What Could Change: House Bill 3213 and a Potential Full Ban

The most significant pending development is House Bill 3213, introduced in the Illinois legislature in March 2026. If passed, this bill would:

  • Completely ban all non-compete and non-solicitation agreements entered into on or after January 1, 2026
  • Render existing agreements void and unenforceable going forward
  • Apply regardless of where the agreement was signed or enforced

This would be one of the most aggressive non-compete reforms in the country. As of mid-2026, the bill has not been signed into law, but its introduction signals where Illinois policymakers are leaning. Employers relying on non-competes should be watching this closely.

For current and up-to-date information on Illinois employment law, you can refer to the Illinois General Assembly’s official legislation portal and the Illinois Freedom to Work Act text (820 ILCS 90).

Practical Advice for Employees

If you have signed a non-compete or are being asked to sign one, here is what you should actually do:

  • Check your salary. If you earn less than $75,000/year, any non-compete your employer asks you to sign is likely unenforceable under Illinois law.
  • Review the timeline. If you signed the agreement less than two years ago and received no additional compensation or benefits at signing, challenge its enforceability.
  • Look at the scope. If the geographic restriction covers an unreasonably large area, or the duration is longer than two years, courts may narrow or void the restriction.
  • Get legal advice. The Act requires employers to advise you to consult an attorney — take that advice seriously, especially before starting a new job in the same industry.
  • Do not assume it is unenforceable. Even if you think the agreement has problems, taking a new job with a competitor before getting legal clarity can lead to an expensive lawsuit.

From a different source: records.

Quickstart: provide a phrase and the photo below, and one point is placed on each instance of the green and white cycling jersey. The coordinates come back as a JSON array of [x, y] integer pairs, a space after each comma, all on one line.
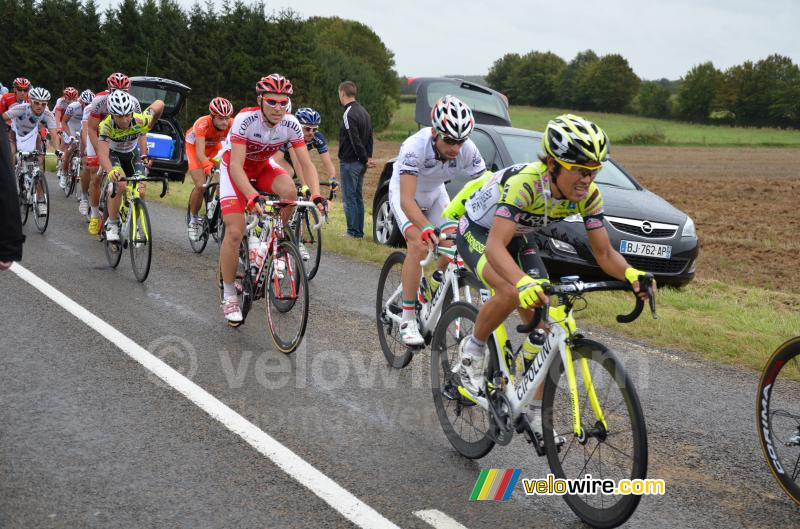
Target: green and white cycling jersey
[[522, 193], [125, 140]]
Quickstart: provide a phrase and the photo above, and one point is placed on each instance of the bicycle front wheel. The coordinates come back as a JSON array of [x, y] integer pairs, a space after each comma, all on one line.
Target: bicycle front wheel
[[287, 297], [465, 424], [389, 311], [778, 416], [615, 450], [141, 240], [310, 239], [41, 202]]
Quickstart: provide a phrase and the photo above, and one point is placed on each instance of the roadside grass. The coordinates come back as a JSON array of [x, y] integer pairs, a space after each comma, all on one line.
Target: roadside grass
[[626, 129], [730, 324]]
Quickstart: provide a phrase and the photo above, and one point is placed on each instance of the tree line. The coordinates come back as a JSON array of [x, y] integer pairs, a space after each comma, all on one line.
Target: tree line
[[217, 51], [762, 93]]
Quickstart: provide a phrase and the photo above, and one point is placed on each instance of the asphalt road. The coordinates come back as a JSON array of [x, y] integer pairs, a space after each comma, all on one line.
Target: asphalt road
[[90, 438]]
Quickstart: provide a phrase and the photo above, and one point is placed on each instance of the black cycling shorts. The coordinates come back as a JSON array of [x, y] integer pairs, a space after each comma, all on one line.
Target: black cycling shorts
[[471, 244]]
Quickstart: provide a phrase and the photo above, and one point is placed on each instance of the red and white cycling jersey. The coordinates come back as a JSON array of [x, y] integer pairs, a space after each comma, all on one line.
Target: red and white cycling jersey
[[260, 139]]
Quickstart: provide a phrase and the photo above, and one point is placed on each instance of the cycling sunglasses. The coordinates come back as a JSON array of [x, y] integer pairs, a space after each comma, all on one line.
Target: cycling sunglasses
[[275, 103], [450, 141]]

Practical Advice for Employers

If you rely on non-compete agreements to protect your business, the current legal environment requires careful attention:

  • Review your agreements for salary compliance. Any non-compete applied to an employee earning under $75,000 is invalid.
  • Ensure proper consideration. Either offer at least two years of continued employment or pair the agreement with a tangible benefit at signing — a bonus, promotion, or increased compensation.
  • Give the 14-day review period. Document it in writing and remind the employee to consult an attorney.
  • Keep restrictions narrow. Broad geographic or time restrictions are more likely to be challenged or reformed by courts.
  • Consider alternatives. A well-drafted confidentiality agreement or non-solicitation clause often protects your core interests — customer relationships and trade secrets — without the higher enforcement risk of a full non-compete.
  • Watch HB 3213. If Illinois bans non-competes entirely starting in 2026, you will need a different strategy.

Conclusion

Non-compete agreements in Illinois are enforceable — but only under a fairly demanding set of conditions. The Illinois Freedom to Work Act requires adequate consideration, a minimum salary threshold, a 14-day review period, and a substantively reasonable scope. Courts will not automatically uphold an agreement just because an employee signed it. With House Bill 3213 potentially banning non-competes entirely starting in 2026, and the FTC’s national ban already struck down, the landscape is shifting fast. Whether you are an employee wondering if your agreement can hold you back or an employer trying to protect legitimate business interests, understanding these rules is not optional — it is essential. When in doubt, consult an employment attorney before making any moves.